Bringing in the right people to work for your company can be one of the most challenging things a business leader can do. The process can leave a recruiter jaded after a while. However, reviewing a potential employee’s application must be taken seriously, and the process must be thorough. The following list details some of the red flags that you, as the interviewer, should look out for when reading through a candidate’s application or resume.
Spelling and Grammar Mistakes
Everyone makes a few spelling and grammar mistakes here and there, but according to CareerBeacon, when the application is littered with errors, it is wise to take this as a red flag. Although these mistakes may not seem like a big deal, it is an early indication that the applicant lacks an eye for detail. Since most candidates realize the importance of looking good on an application or resume and go above and beyond to create a well-crafted document, encountering one that seems sloppy or indifferent is especially worrisome. Not taking the time to check their work can mean that the candidate simply doesn’t care. The last thing you want is an employee who does not have enough enthusiasm to use spell-check.

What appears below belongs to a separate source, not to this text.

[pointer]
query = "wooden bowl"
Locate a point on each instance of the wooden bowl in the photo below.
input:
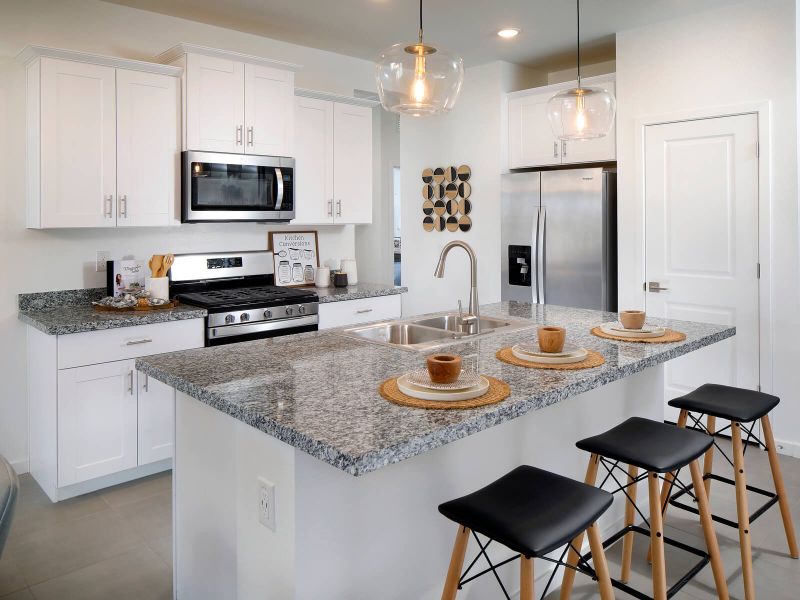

According to the Khonsari Law Group, as an employer, you have the right to run a criminal background check on a potential employee. This allows you to see more into their history and whether or not they’ve been convicted of a crime. This is especially important if you are seeking someone who will be handling sensitive information or funds on a routine basis. If you come across a candidate who has been convicted of fraud, they may not be the best person to hire for your accounting team.
Vague Work History
The absence of an employment background is not something to be alarmed about if it’s accounted for by educational experience. People will often go through their educational career without having a job. However, when a work history is present on their application but it’s vague, you should certainly take it as a red flag. According to Ask a Manager, inconsistent employment history can be an indication of termination for poor performance, failure to make progress along a desired career path, or erratic personal behavior. During the interview, make sure to ask about this, and if you keep getting more vague answers, the candidate before you might not be the best person for the job.
Understandably, business leaders want the best people for their company. Through the simple process of questioning everything and carefully performing your due diligence, you can assure yourself that any red flags are caught before the wrong person is brought on board.